Each weekday, 19-year-old Maritza Ortiz gets up, drops off her 2-year-old daughter at day care and then looks forward to preparing for a career in nursing.
Ortiz is one of six students from the Dolores Mission’s Jobs for a Future program studying for medical careers with 80 other students at Charles R. Drew University of Medicine and Science. Most of the participants are from the South Los Angeles neighborhoods that surround the university.
Drew’s Medical Assistance Program enrolls high-risk students, those who have either dropped out of high school or come from low-income families, said program administrator Annette Caban.
This is the first year that students from Boyle Heights have taken part in the 5-year-old program, Caban said.
In addition to the jobs program, the Dolores Mission offers its Pico-Aliso neighborhood a day-care center and programs for teen-agers to get out of gangs.
Although none of the program’s students are paid during their training, they do not pay tuition, said Johanna Duarte, director of volunteer services for White Memorial Medical Center. The center selected the students from Dolores Mission and arranged for their training through the Job Training Partnership Act. Tuition is about $5,500, Caban said.
The Dolores Mission students car-pool, get dropped off by a parent or take the bus to get to their classes at Drew. Some say they will continue their education in college after they complete Drew’s program in May.
Students who have not graduated from high school take courses to complete their general education degree requirements while taking training classes to learn either front-office or back-office work.
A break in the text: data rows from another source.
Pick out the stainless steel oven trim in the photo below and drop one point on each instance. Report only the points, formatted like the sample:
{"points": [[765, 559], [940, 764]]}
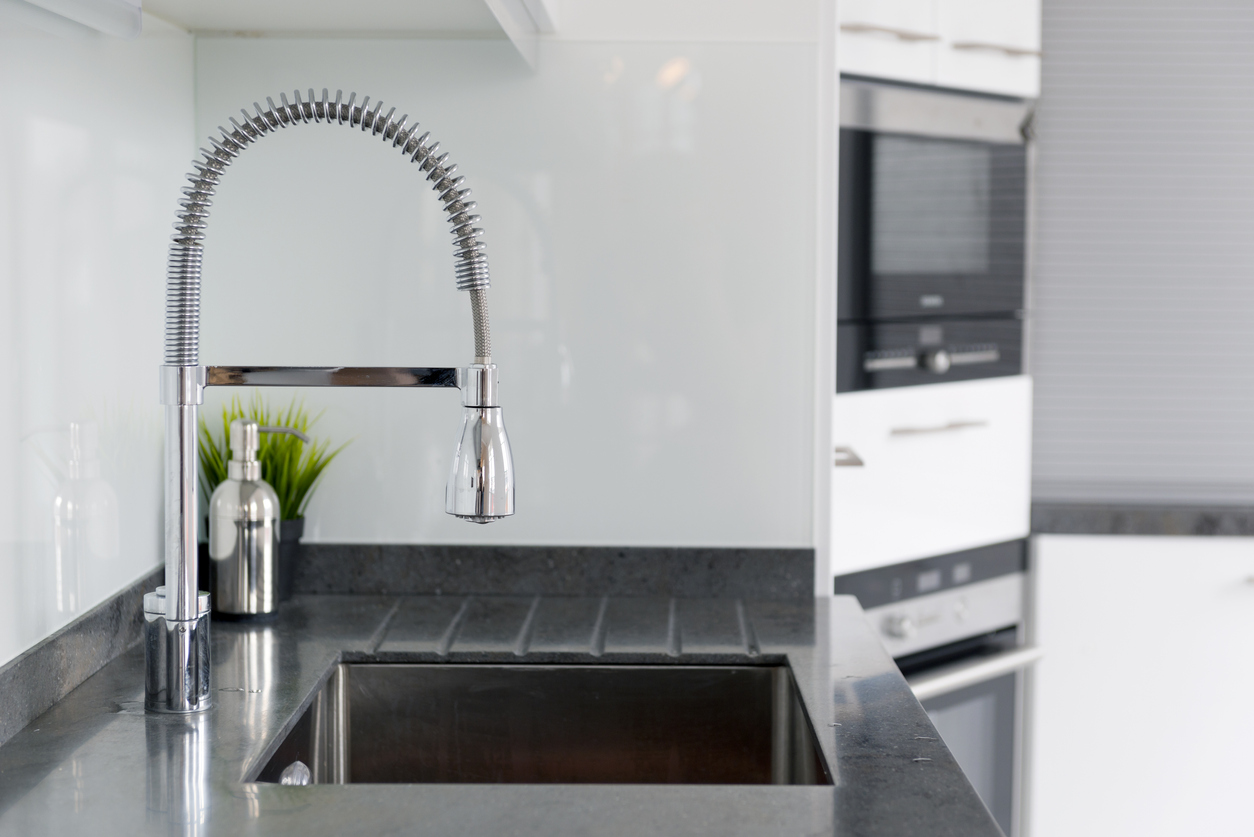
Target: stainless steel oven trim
{"points": [[887, 108], [949, 679]]}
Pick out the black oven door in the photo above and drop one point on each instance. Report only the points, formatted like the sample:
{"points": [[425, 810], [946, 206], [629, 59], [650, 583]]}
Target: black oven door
{"points": [[929, 226]]}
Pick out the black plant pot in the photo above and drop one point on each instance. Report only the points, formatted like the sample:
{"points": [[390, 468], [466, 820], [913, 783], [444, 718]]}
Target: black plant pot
{"points": [[289, 555]]}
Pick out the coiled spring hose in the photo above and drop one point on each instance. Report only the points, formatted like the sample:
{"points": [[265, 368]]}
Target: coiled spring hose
{"points": [[187, 251]]}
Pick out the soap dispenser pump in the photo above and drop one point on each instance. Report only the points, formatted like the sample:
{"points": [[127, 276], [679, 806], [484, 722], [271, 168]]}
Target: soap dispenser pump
{"points": [[243, 530]]}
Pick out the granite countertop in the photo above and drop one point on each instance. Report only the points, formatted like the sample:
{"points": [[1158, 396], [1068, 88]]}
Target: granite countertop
{"points": [[97, 763]]}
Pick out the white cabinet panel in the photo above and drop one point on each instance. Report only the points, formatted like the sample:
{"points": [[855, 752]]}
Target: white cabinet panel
{"points": [[1141, 710], [991, 45], [988, 45], [944, 467], [894, 39]]}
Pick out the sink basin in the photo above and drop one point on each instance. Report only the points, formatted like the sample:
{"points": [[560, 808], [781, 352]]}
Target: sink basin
{"points": [[611, 724]]}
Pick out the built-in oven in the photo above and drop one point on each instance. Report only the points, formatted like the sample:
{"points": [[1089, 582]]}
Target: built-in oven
{"points": [[956, 626], [932, 236]]}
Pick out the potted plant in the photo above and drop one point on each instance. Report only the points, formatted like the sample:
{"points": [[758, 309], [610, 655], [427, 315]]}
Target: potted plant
{"points": [[291, 467]]}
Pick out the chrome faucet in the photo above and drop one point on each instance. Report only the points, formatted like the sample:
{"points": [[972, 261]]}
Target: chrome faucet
{"points": [[480, 486]]}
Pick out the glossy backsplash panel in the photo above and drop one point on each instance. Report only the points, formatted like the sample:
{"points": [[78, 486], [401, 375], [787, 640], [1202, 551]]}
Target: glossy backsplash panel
{"points": [[648, 211], [94, 138]]}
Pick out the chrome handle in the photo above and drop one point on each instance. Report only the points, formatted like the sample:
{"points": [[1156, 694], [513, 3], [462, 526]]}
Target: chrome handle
{"points": [[938, 428], [331, 377], [974, 357], [889, 362], [936, 360], [968, 674], [847, 458], [978, 45], [900, 34]]}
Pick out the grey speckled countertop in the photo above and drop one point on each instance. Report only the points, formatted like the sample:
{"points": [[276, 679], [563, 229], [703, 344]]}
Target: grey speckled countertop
{"points": [[95, 763]]}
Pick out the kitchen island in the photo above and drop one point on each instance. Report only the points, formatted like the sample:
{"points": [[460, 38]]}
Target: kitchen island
{"points": [[98, 763]]}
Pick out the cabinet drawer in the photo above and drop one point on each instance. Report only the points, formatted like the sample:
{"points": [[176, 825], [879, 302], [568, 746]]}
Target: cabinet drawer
{"points": [[942, 468], [890, 39]]}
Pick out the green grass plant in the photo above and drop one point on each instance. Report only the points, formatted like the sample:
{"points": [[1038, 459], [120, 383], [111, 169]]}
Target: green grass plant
{"points": [[291, 467]]}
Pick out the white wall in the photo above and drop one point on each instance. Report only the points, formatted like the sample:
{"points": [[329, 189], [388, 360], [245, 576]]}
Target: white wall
{"points": [[1143, 299], [650, 208], [94, 137]]}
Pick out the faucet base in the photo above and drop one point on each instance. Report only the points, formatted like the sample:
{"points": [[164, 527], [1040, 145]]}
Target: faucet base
{"points": [[176, 658]]}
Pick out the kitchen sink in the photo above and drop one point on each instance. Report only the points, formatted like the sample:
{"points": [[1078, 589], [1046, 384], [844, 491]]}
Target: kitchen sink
{"points": [[608, 724]]}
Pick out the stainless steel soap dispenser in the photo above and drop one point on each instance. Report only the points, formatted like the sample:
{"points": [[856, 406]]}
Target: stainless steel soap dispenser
{"points": [[243, 530]]}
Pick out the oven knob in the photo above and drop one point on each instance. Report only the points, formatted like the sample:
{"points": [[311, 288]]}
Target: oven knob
{"points": [[937, 360], [898, 626]]}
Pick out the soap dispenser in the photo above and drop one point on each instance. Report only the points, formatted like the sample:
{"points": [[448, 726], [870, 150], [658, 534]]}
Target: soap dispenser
{"points": [[243, 530]]}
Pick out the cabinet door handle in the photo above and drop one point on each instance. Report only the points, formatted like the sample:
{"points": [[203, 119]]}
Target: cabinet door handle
{"points": [[948, 680], [900, 34], [847, 458], [978, 45], [937, 428]]}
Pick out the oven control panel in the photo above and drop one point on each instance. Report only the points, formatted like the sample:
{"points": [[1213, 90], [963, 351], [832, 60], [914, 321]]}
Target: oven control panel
{"points": [[949, 615]]}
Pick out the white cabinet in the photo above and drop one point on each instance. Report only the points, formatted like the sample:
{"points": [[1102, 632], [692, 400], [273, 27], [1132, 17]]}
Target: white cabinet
{"points": [[987, 45], [991, 45], [943, 467], [1141, 720], [894, 39]]}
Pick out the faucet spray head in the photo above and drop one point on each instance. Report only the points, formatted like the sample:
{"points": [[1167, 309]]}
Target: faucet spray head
{"points": [[480, 485]]}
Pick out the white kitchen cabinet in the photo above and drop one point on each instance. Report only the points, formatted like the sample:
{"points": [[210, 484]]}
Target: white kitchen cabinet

Students who have their diplomas learn front-office work, including administration, billing, insurance, receptionist work and filing, and back-office work, including patient care, taking vital signs, drawing blood and performing some lab work.
The students get hands-on training in several departments, such as pediatrics, emergency and obstetrics/gynecology at Drew. And the Dolores Mission students have guaranteed jobs at White Memorial at the end of their training.
“They have an internship before they graduate and an externship after they graduate,” Duarte said. “They are guaranteed a job for a three-month trial period, and they must prove themselves to keep their jobs. I don’t think they’ll have a problem with that.”
Caban said graduates of the program earn $6.50 to $7 an hour.
Ortiz said she had her eye on nursing for several years. When she attended Roosevelt High School, she volunteered at White Memorial for a summer, working in several departments. “I wasn’t getting paid, but I was involved,” she said. “If you’re into a career and have the chance to experience that, you can do it.”